1. Functional space¶
Usually, we think of fMRI data as voxels in a 3D space of x, y, and z coordinates. Thinking of our data this way highlights the spatial relationship of each voxel; i.e., how near or far it is from another voxel of interest.
There are other, non-spatial ways that we can conceptualize our data, however. At each time point, we can look at the relative activation of each voxel and create multiple, unique representations of our data. For example, three representations of a given voxelwise activation pattern might be:
As a histogram showing the distribution of activity profiles
As a vector of relative activations for each voxel
As activity points in an N-dimensional activation space, where N is equal to the number of voxels
Each of these methods are illustrated in Fig. 1.1.
Fig. 1.1 Three different ways of conceptualizing a given voxelwise activity pattern: a histogram of activation levels, an activation vector, or a point in activation space. Figure adapted from Churchland [1998].¶
Importantly, there is no reason that we need to limit these non-spatial representation to only a single timepoint. That is, we can define a new two-dimensional space, where each dimension corresponds to one voxel’s activity. For each time point, we then include a single data point that indexes the relative activity of each voxel at that time point. This basic idea is illustrated in Fig. 1.2.

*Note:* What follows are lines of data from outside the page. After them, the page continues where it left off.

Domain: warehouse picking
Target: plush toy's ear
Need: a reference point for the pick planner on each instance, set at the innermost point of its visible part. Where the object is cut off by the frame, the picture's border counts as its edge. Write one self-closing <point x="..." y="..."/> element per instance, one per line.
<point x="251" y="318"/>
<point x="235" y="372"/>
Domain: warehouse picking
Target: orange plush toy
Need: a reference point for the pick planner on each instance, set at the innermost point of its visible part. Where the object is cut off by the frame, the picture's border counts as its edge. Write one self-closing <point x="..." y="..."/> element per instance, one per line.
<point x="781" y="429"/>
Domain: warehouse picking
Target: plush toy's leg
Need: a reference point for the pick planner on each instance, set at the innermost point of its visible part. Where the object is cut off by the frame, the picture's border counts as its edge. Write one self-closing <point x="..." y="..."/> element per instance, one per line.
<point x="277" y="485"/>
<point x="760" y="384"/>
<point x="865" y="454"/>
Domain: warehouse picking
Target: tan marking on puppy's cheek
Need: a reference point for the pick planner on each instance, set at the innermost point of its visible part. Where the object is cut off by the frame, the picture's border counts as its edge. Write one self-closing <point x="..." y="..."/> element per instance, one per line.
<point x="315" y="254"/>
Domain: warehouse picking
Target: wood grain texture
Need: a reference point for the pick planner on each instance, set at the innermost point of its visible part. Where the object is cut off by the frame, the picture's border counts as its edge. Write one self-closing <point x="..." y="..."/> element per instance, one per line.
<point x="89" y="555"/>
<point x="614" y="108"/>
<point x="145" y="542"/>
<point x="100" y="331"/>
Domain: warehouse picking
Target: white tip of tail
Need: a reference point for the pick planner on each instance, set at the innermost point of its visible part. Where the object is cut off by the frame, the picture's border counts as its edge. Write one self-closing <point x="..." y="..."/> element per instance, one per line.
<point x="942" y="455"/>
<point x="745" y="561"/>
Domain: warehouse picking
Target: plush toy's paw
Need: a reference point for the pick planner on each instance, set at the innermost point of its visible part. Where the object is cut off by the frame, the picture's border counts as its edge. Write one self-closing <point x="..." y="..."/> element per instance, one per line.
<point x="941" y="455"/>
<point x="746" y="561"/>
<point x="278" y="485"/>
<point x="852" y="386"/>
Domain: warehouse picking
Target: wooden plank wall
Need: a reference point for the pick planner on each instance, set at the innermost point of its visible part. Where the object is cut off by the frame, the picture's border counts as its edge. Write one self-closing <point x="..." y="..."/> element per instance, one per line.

Fig. 1.2 Moving from anatomical space to a high-dimensional voxel space. Here, we only consider two voxels to aid in visualization.¶
Although each of these representations equivalently summarize the data, we focus on the N-dimensional activity space to highlight a more geometric intuition for these methods. Note that as we increase the number of voxels, we also increase the number of dimensions. Past a small number of voxels, it’s no longer possible to visualize the accompanying N-dimensional spaces!